Samsung announced Monday, January 20, 2020, that they’d be making a few switches in leadership. Samsung Electronics Co Ltd announced that their youngest president (at 51 years of age) Roh Tae-moon would be made the CEO of Samsung Mobile. Samsung Mobile CEO DJ Koh will still work with Samsung, continuing to lead Samsung IT and Mobile Communications (IM) division.
DJ Koh’s role with Samsung’s IM division will allow him to continue to take a significant role in overseeing mobile devices and network equipment. Roh Tae-moon, the new “mobile chief” aka CEO of Samsung Mobile previously headed development of Samsung Galaxy mobile devices, Samsung Wireless Business Division’s Next Generation Product Group, and as Samsung Electronics Wireless Division’s Product Development Team’s Head of Innovation. Roh also worked as Head of Product Strategy Team, Samsung Electronics Wireless Division.
Roh joined Samsung Electronics in 1997. He was named Co-Head of Samsung’s Mobile R&D Office and Product Strategy Team in December 2015, and was cited by Samsung has having “played an instrumental role in the hardware R&D development of numerous Samsung products, most notably the Galaxy device line-ups.” Samsung also noted “also played a key role in the strategic product planning, launching and marketing efforts of the Galaxy S6 and Note 5.”
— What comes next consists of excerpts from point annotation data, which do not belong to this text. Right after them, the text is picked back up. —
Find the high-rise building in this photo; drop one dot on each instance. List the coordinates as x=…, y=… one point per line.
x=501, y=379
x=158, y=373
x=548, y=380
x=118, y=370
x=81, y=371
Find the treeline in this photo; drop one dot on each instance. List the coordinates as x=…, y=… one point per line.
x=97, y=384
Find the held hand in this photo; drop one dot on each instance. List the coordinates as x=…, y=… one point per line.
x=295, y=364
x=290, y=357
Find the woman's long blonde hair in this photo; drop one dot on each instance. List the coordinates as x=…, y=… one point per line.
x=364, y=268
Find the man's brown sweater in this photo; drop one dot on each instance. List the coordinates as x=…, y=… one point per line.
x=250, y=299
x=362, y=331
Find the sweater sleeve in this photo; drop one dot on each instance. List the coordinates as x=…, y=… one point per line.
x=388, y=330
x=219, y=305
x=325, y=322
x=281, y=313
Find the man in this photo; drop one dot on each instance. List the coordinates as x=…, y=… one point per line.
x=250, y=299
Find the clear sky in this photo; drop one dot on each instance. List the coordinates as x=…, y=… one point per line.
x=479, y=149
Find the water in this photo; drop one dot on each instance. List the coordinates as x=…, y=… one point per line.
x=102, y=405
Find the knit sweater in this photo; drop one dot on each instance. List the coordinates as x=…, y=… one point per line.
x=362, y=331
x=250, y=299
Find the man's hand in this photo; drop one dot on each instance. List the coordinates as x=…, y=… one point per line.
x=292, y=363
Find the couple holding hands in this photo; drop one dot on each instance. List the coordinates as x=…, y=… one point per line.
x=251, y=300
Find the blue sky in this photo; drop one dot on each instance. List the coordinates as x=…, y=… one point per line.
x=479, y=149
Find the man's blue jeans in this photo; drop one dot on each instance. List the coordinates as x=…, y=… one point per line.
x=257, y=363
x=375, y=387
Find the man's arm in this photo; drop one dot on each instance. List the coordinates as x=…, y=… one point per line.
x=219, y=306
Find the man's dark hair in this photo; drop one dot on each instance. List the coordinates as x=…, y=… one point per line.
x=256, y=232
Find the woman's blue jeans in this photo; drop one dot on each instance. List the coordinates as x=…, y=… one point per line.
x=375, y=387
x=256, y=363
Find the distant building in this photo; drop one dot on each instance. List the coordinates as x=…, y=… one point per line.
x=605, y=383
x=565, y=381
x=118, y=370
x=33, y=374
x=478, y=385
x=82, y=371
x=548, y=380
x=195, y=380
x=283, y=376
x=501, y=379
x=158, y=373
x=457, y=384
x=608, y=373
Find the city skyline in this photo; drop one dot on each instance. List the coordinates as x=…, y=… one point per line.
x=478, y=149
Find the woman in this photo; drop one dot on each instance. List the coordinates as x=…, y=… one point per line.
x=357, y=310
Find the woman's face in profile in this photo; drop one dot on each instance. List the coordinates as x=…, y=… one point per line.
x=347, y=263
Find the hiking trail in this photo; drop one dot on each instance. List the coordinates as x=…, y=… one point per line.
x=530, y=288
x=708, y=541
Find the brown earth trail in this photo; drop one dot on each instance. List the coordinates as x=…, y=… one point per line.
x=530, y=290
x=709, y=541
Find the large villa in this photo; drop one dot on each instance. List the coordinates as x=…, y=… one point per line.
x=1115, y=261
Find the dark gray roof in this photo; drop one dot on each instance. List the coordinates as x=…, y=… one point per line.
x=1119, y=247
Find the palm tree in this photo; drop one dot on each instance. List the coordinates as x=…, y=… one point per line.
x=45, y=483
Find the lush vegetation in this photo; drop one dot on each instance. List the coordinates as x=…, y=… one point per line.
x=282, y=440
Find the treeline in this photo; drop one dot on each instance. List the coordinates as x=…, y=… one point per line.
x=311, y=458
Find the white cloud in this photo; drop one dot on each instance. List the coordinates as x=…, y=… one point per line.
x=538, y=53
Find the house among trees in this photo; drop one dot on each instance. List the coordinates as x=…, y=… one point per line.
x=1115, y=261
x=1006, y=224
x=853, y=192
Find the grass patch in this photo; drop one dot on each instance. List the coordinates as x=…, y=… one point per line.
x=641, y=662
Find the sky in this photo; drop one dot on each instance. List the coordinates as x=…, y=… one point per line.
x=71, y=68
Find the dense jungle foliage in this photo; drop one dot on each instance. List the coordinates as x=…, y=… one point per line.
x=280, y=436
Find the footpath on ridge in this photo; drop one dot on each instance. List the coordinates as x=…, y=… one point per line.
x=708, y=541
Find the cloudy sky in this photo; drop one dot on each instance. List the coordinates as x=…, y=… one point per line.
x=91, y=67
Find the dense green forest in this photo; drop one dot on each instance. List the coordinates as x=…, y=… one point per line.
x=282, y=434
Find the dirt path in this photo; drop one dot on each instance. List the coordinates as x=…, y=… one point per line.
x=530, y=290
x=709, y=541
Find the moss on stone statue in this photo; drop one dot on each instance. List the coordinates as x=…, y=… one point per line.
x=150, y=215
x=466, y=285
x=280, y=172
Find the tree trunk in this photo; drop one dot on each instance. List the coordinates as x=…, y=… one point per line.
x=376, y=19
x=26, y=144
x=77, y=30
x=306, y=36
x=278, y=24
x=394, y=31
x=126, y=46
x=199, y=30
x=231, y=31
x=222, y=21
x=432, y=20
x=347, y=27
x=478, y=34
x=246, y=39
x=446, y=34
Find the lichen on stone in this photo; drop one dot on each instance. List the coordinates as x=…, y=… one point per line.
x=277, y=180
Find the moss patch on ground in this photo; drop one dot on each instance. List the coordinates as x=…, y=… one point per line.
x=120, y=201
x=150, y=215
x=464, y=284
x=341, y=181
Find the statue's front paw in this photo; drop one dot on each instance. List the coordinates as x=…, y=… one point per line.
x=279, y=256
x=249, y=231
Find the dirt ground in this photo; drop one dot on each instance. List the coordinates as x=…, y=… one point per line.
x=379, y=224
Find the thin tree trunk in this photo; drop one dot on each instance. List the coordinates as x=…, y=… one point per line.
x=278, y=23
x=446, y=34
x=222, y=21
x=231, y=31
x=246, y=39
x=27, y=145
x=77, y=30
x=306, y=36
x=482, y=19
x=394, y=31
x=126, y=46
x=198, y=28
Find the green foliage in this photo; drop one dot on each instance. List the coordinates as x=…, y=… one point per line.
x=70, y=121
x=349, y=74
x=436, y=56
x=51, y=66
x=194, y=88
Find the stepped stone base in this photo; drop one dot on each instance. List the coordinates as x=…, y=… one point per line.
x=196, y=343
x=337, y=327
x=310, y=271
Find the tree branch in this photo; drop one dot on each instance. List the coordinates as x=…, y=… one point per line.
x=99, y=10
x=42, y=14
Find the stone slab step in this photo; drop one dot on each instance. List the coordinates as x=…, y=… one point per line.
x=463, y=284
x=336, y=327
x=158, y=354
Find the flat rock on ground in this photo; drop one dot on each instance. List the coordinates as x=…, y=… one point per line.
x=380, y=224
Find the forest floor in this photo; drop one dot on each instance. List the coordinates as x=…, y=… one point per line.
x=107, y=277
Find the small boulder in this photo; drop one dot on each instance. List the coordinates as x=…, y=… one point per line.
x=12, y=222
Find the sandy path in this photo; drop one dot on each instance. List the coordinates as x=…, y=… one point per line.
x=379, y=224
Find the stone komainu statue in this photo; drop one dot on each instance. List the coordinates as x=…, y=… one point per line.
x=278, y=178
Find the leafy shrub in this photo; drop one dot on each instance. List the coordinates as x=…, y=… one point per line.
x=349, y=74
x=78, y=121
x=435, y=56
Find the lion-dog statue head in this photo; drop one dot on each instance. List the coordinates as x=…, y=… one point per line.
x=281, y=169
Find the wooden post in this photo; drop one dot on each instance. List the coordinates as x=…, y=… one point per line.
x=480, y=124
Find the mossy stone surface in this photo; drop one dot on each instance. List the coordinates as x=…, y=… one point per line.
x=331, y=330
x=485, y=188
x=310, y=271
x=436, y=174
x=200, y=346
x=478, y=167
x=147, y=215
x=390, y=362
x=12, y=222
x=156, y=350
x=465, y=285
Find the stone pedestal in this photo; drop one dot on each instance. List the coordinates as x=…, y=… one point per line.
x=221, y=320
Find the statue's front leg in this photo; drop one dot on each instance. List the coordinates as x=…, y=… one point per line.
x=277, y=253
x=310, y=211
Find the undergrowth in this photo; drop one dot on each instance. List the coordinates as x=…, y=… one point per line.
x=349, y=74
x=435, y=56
As Samsung’s executive vice president for product strategy and innovation R&D, Roh was one of the primary minds behind early development of the Samsung Galaxy Note. Now, Roh will take his long-lasting leadership in the mobile market and push through to the future at this key moment in history. This is a time when big brand change is possible – it’s up to Samsung to decide whether they’re able to keep their commanding lead.
One of the most important moments in recent worldwide smartphone market history was a report in October of 2019. It was then that it became clear how Huawei’s growth was such that it allowed the entire global smartphone market to grow. Samsung was the only other major brand to grow in that quarter, by 8%, while Huawei grew 29% (year over year).
If you’ll take a peek at top selling smartphone models for late 2019, you’ll find names like Xiaomi and OPPO rolling up the list. We’re in the midst of a new Wild West in the global smartphone market right this minute. Samsung needs to make big moves like this leadership switch to make sure they’re not left behind.